Daí, quando percebem que isso é falso, são enganados pelas religiões que VENDEM felicidade a preços acessíveis a todos. Vejo na prática que tal felicidade é quimérica: da mesma forma que a alegria de comprar passa depois de minutos, a "alegria" de uma igreja acaba no caminho de casa, quando começam as brigas.
Não vou negar que quando comprei o Fausto finalmente a alguns dias eu fiquei tão empolgado que,se pudesse, compraria mais uns seis que estavam ali perto. Os da Martin Claret. Também não vou negar que fiquei puto com o fato de que essa MERDA de crepusculo estava em destaque e que o fausto estava escondido.
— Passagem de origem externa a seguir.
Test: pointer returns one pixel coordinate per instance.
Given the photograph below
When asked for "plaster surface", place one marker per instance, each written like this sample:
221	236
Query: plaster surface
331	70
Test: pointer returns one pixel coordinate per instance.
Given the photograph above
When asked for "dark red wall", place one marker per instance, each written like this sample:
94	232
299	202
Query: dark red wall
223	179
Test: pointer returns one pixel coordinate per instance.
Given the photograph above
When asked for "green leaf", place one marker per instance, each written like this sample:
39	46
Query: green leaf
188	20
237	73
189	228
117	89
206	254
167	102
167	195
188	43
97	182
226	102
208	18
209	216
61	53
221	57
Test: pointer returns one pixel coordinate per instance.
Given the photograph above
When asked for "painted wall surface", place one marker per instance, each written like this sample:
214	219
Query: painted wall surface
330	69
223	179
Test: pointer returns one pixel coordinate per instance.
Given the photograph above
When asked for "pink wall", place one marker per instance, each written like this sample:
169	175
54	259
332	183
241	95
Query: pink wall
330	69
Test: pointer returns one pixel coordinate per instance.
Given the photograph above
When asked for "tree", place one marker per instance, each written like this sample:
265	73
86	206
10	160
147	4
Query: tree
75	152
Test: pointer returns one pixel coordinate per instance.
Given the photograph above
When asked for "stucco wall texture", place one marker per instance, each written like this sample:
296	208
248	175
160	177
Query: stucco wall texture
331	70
Acho que o que o ser humano precisa para viver plenamente, em grande parte, é totalmente gratuito. Está dentro de nós. Afinal, não é satisfatório pra você exercitar o seu intelecto e expor suas idéias? Não é um prazer gratuito?
E tudo o que é caro e glamourizado geralmente não traz a satisfação que sinto, por exemplo, depois de passar horas escrevendo. Mesmo sabendo que, de qualquer forma, mesmo pessoas que são capazes de entender não se sentirão interessadas.
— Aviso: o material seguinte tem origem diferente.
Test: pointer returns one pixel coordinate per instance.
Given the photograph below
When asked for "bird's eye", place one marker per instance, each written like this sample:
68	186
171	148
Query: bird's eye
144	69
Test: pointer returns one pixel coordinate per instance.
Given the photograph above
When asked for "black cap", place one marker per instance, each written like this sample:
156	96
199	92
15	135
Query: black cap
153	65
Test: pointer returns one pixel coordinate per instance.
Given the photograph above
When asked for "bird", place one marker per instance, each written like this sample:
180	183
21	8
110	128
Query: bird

Realmente um ótimo post. Mas não acho que será, em definitivo, o melhor post do blog. Sua pilha de livros e sua criatividade vão te trazer ainda muita coisa interessante e eu continuarei acompanhando.
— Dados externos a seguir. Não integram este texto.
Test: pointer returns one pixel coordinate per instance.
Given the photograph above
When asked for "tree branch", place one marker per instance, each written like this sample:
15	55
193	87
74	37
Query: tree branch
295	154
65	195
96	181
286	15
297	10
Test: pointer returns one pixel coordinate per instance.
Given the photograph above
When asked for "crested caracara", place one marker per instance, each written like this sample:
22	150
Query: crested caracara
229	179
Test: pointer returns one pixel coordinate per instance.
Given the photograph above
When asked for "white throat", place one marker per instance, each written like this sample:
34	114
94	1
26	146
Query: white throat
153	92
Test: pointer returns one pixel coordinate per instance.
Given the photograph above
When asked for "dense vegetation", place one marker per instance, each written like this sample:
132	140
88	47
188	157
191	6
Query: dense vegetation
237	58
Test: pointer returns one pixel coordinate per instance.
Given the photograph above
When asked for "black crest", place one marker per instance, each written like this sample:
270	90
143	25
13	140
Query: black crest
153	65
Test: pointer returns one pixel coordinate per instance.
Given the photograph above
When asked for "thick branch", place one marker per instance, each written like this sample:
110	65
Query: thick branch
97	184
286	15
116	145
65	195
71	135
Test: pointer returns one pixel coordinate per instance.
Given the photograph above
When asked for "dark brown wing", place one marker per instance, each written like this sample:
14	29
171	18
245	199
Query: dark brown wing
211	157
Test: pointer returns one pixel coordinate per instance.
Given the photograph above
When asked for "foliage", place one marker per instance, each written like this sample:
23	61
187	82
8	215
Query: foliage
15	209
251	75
Diferentemente de você, a crença de que as pessoas são meros bonecos do “sistema” é uma das minhas convicções mais fortes. O “livre-arbítrio” é quase tão ininteligível para mim quanto “Deus”.
No caso, o que eu tentei fazer nessa postagem é “mostrar” que essa manipulação (da publicidade) não é gratuita nem momentânea: ela está na “essência” da sociedade capitalista: se o movimento de auto-valorização do capital se interromper, toda a sociedade capitalista desaba. Nesse contexto, com o aprofundamento do processo de subsunção do capital na sociedade, cada vez mais as vidas das pessoas se desenvolvem dentro do contexto da (i)lógica do capital: cada vez é mais difícil vislumbrar uma vida diferente da que se leva, vida essa que é apresentada como uma fatalidade do destino: “é natural que o mundo seja assim”, “é natural que as pessoas sejam egoístas”, “as empresas tem que vender”, “eu tenho que cumprir essas metas”, etc. Mas, para o marxismo, nada disso é natural: é tudo determinado material e sócio-historicamente; e o discurso de que “é natural” serve justamente para esconder a exploração social que existe.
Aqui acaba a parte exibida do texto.